3. Employment_Status:
The distribution of depression appears quite similar in all employment statuses.

4. Medication_Use:
The high depression rate is around 37% in individuals who use regular medication.

It is lower in those who do not use any medication at all.

5. Substance_Use:
Moderate and high depression rates are higher in frequent substance users.

In [None]:
# Let's draw Depression_Level bar plots for each categorical variable
for col in categorical_cols:
    counts = df.groupby(col)['Depression_Level'].value_counts(normalize=True).unstack().fillna(0)

    counts.plot(kind='bar', stacked=True, figsize=(7, 5))
    plt.title(f'{col} Göre Depression Seviyesi Dağılımı')
    plt.ylabel('Oran')
    plt.xlabel(col)
    plt.legend(title='Depression Seviyesi')
    plt.tight_layout()
    plt.show()


### Depression Seviyesi Dağılımı – Görselleştirme

Grafiklerde dikkat çeken noktalar:

Gender: Non-binary ve Other gruplarında yüksek depresyon oranı daha fazla görünüyor.

Education_Level: Eğitim seviyesi arttıkça (özellikle PhD'de), yüksek depresyon oranı azalıyor.

Medication_Use: Düzenli ilaç kullanan bireylerde yüksek depresyon oranı belirgin şekilde daha fazla.

Substance_Use: Sık madde kullananlarda “Orta” ve “Yüksek” depresyon seviyeleri öne çıkıyor.

Employment_Status: Tüm kategorilerde dağılım benzer ancak çalışan bireylerde “Düşük” depresyon oranı biraz daha yüksek.



# A Simple Prediction Model Without Feature Engineering

In [None]:
from sklearn.model_selection import train_test_split
from sklearn.linear_model import LinearRegression
from sklearn.metrics import mean_squared_error, r2_score
from sklearn.preprocessing import OneHotEncoder
from sklearn.compose import ColumnTransformer
from sklearn.pipeline import Pipeline

# Let's select the columns to be used for the modelfeatures = df.drop(columns=['Anxiety_Score', 'Depression_Score']) 
target = df['Anxiety_Score']

# Let's separate numeric and categorical variables
numerical_cols = features.select_dtypes(include=['int64', 'float64']).columns.tolist()
categorical_cols_model = features.select_dtypes(include=['object', 'category']).columns.tolist()
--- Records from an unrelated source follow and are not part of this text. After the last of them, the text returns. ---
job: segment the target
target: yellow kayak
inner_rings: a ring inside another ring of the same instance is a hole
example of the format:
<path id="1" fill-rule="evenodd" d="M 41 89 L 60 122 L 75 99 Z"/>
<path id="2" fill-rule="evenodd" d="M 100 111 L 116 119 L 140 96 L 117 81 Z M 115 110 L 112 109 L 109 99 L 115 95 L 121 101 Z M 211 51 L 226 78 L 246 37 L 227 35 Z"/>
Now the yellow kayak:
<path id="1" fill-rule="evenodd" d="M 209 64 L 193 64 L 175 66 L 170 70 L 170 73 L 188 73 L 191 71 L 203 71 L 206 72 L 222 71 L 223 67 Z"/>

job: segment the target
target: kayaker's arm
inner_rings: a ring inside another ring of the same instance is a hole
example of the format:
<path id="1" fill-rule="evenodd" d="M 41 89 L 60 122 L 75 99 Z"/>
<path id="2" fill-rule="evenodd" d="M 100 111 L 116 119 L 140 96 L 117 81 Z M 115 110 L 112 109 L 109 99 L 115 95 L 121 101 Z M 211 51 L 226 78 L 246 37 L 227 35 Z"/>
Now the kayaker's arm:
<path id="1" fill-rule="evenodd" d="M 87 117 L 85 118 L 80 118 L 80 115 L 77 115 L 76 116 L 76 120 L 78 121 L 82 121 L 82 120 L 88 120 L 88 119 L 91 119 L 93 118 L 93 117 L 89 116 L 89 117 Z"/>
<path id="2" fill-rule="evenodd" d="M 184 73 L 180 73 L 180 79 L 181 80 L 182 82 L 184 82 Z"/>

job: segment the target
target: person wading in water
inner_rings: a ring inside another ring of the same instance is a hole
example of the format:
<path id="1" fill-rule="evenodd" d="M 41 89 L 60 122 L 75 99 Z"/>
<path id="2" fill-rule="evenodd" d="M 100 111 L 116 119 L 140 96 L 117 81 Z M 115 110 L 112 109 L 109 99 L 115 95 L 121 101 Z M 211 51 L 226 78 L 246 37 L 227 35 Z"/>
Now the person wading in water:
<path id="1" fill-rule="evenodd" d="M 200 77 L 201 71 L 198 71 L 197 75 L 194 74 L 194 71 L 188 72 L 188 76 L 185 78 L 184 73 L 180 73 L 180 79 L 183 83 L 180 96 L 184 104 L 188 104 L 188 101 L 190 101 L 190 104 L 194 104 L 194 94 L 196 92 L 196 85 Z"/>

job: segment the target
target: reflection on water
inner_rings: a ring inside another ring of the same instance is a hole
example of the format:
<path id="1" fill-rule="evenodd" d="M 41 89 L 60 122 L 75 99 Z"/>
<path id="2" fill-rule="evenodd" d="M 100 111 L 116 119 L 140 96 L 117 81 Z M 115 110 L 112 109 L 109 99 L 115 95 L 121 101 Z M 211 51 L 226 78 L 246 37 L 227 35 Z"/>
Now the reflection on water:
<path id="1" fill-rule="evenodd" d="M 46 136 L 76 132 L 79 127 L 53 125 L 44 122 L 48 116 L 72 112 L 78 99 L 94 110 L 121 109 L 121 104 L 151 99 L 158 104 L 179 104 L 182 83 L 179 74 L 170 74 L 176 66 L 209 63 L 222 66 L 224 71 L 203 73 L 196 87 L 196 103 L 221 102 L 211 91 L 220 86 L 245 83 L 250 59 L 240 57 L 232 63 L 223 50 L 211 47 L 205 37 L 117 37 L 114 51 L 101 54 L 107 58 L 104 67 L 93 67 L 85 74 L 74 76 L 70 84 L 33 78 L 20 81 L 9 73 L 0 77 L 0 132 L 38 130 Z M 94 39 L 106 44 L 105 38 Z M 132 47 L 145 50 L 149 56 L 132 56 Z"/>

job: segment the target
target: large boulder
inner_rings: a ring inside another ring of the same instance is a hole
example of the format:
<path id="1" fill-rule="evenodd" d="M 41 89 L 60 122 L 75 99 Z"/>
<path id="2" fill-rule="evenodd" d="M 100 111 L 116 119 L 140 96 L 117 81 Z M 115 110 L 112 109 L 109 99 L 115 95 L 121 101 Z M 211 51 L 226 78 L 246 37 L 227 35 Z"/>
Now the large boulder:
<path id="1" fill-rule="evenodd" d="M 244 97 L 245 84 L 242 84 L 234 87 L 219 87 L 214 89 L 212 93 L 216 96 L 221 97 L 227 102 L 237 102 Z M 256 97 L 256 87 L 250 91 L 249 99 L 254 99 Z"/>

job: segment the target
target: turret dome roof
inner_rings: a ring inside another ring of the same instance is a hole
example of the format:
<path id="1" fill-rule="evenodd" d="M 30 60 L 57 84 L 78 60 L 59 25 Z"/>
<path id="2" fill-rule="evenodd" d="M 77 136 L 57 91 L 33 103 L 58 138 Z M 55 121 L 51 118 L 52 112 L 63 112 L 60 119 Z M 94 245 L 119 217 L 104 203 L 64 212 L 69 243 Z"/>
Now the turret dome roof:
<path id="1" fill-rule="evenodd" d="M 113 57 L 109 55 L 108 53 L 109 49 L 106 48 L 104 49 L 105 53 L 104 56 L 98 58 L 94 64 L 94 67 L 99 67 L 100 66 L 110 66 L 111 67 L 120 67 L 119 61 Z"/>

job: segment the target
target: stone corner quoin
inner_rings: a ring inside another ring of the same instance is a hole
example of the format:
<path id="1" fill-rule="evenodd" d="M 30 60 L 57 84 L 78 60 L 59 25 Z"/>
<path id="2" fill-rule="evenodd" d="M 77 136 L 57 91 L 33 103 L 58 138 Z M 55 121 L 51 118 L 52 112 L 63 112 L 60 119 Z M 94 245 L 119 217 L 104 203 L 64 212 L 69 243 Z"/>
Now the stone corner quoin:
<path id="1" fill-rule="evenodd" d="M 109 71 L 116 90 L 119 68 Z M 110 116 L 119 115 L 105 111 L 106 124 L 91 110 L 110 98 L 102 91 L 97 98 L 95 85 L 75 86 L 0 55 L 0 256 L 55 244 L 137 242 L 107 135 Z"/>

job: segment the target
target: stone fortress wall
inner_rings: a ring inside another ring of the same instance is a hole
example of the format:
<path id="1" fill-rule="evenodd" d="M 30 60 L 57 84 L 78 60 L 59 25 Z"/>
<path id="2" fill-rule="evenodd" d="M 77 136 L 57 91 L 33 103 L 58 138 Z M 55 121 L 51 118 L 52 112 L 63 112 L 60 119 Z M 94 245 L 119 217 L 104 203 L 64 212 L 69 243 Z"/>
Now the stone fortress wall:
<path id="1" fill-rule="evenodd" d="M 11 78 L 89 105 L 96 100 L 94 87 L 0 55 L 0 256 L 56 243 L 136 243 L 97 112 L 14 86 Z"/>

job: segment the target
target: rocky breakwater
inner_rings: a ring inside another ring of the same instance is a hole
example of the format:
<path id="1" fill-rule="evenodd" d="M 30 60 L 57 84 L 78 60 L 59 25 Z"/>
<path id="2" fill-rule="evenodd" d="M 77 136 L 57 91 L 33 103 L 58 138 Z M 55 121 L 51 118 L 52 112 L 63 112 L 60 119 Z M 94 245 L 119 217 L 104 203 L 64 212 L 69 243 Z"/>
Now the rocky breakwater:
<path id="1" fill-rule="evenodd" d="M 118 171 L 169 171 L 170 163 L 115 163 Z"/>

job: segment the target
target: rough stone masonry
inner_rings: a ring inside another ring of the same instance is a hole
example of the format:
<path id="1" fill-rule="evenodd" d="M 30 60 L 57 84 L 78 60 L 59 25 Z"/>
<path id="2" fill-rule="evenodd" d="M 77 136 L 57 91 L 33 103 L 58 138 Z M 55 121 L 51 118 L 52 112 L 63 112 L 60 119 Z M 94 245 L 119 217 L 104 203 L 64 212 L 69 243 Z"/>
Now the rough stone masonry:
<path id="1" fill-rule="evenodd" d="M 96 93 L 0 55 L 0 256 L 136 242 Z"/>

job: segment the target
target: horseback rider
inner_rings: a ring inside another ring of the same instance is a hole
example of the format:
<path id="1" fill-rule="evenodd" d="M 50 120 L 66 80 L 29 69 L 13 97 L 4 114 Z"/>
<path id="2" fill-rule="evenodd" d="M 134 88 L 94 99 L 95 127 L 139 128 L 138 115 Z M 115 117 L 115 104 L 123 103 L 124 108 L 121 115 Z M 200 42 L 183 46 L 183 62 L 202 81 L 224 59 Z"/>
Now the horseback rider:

# One-hot encoder and pipeline definition
preprocessor = ColumnTransformer([
    ('num', 'passthrough', numerical_cols),
    ('cat', OneHotEncoder(drop='first'), categorical_cols_model)
])

# Lineer regresyon pipeline'ı
model_pipeline = Pipeline([
    ('preprocess', preprocessor),
    ('regressor', LinearRegression())
])


X_train, X_test, y_train, y_test = train_test_split(features, target, test_size=0.2, random_state=42)


model_pipeline.fit(X_train, y_train)


y_pred = model_pipeline.predict(X_test)
mse = mean_squared_error(y_test, y_pred)
r2 = r2_score(y_test, y_pred)

mse, r2


## Comment:
The R² value is 0.89, meaning our model can explain 89% of the variance in the Anxiety_Score variable. This is quite high and indicates a strong linear relationship.

The MSE value is also low, indicating that the model's predictions are close to reality.